Mas há de ser, deve ser. (depois
de uma pausa) A poesia e a política acham-se ligadas por um laço
estreitíssimo. O que é a política? Eu a comparo a Minerva. Ora, Minerva é filha
de Júpiter, como Apolo. Ficam sendo, portanto, irmãs. Deste estreito parentesco
nasce que a minha musa, apenas soube do triunfo político de V. Exa., não pôde
deixar de dar alguma cópia de si. Introduziu-me na cabeça a faísca divina,
emprestou-me as suas asas, e arrojou-me até onde se arrojava Píndaro. Há de me
desculpar, mas agora mesmo parece-me que ainda por lá ando.
MARTINS
(à parte)
Ora dá-se.
BASTOS
Longo tempo
vacilei; não
sabia se devia fazer uma ode ou um poema. Era melhor o poema, por oferecer um
quadro mais largo, e poder assim conter mais comodamente todas as ações grandes
da vida de V. Exa.; mas um poema só deve pegar do herói quando ele morre; e V.
Exa., por fortuna nossa, ainda se acha entre os vivos. A ode prestava-se mais,
era mais curta e mais própria. Desta opinião foi a musa que me inspirou a melhor composição que até hoje tenho feito. V. Exa. vai
ouvi-la. (mete a mão no bolso)
MARTINS
Perdão, mas agora não me é
possível.
BASTOS
Mas...
MARTINS
Dê cá; lerei mais tarde.
Entretanto, cumpre-me dizer que ainda não é cabida, porque ainda não sou
ministro.
BASTOS
Mas há de ser, deve ser. Olhe, ocorre-me
uma coisa. Naturalmente hoje à tarde já isso está decidido. Seus amigos e
parentes virão provavelmente jantar com V. Exa.; então no melhor da festa,
entre a pêra e o queijo, levanto-me eu, como Horácio a mesa de Augusto, e
desfio a minha ode! Que acha? é muito melhor, é muito melhor.
MARTINS
Será melhor não a ler; pareceria
encomenda.
BASTOS
Oh! Modéstia! Como assenta bem em
um ministro!
MARTINS
Não é modéstia.
BASTOS
Mas quem poderá supor que seja encomenda?
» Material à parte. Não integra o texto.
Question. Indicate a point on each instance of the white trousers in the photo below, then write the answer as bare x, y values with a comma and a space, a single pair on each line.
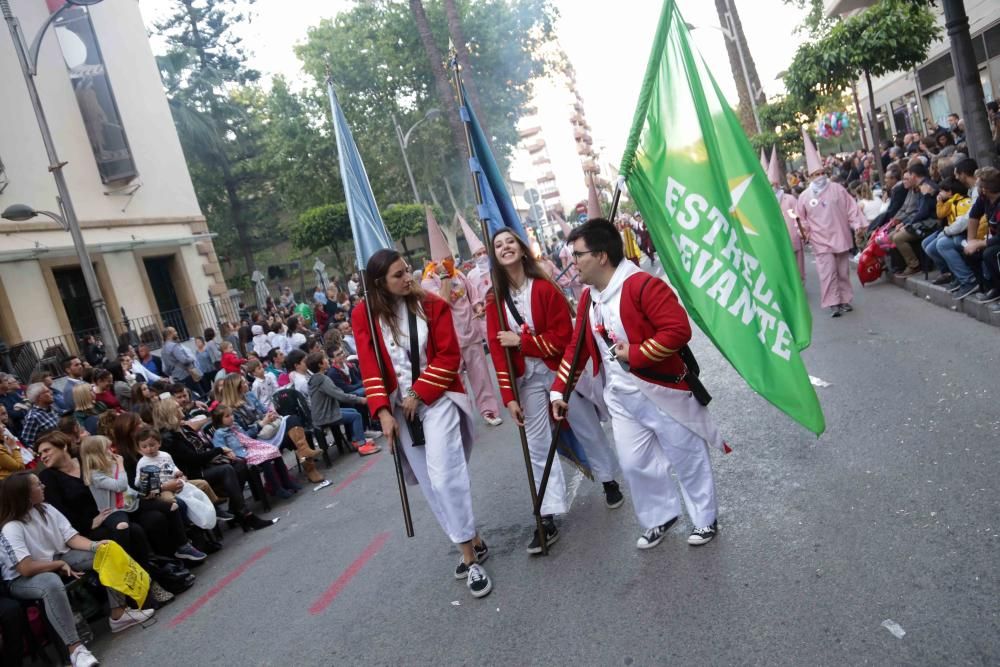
534, 394
649, 444
440, 467
586, 424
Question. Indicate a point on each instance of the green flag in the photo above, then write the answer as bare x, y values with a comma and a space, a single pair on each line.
716, 223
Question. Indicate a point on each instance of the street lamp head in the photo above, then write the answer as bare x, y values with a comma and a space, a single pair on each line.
18, 213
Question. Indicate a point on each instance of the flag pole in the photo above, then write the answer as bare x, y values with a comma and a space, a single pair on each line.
396, 456
535, 497
571, 376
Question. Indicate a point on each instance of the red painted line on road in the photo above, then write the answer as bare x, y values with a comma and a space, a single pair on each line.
330, 594
354, 475
215, 590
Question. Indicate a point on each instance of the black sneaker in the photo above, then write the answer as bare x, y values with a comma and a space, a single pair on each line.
551, 536
700, 536
943, 279
653, 536
482, 553
988, 297
965, 290
479, 582
613, 497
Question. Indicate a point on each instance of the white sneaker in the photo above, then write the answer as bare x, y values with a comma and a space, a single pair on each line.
82, 657
129, 618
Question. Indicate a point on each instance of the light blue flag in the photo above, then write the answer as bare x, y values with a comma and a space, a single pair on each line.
370, 234
497, 208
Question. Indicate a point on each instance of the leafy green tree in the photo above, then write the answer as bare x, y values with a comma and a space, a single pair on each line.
326, 226
890, 36
204, 61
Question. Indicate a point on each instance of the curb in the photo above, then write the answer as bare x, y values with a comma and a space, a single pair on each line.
939, 296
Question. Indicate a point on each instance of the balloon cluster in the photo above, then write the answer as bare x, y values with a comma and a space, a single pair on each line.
832, 124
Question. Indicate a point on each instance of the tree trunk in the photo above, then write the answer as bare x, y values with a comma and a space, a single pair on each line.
736, 45
445, 93
462, 53
876, 138
970, 88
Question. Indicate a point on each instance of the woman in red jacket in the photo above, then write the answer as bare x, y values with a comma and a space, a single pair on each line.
427, 401
535, 325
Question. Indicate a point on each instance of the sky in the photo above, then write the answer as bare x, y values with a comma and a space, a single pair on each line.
608, 44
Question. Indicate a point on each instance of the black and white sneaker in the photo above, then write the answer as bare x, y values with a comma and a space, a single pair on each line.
482, 553
700, 536
613, 497
551, 536
479, 582
653, 536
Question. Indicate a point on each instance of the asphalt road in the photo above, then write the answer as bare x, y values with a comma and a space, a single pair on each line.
891, 515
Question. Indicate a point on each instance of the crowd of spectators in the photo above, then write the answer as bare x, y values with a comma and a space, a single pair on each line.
104, 453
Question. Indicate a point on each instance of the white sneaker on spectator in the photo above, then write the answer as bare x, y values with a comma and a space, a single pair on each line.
129, 618
82, 657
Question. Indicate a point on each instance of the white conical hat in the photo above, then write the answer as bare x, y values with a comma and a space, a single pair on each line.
475, 245
813, 161
593, 202
438, 243
773, 171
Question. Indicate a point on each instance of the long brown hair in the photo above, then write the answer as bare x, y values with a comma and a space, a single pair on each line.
532, 268
381, 302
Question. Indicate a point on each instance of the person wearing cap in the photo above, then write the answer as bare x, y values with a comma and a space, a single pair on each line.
787, 204
442, 278
41, 417
828, 213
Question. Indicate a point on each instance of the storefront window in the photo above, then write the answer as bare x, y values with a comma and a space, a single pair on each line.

O seu caráter de homem público repele isso, tanto quanto repele o meu caráter
de poeta. Há de se pensar o que realmente é: homenagem de um filho das musas a
um aluno de Minerva. Descanse, conte com a sobremesa poética.
MARTINS
Enfim...
BASTOS
Agora, diga-me, quais são as
dúvidas para aceitar esse cargo?
MARTINS
São secretas.
BASTOS
Deixe-se disso; aceite, que é o
verdadeiro. V. Exa. deve servir o país. É o que eu sempre digo a todos... Ah!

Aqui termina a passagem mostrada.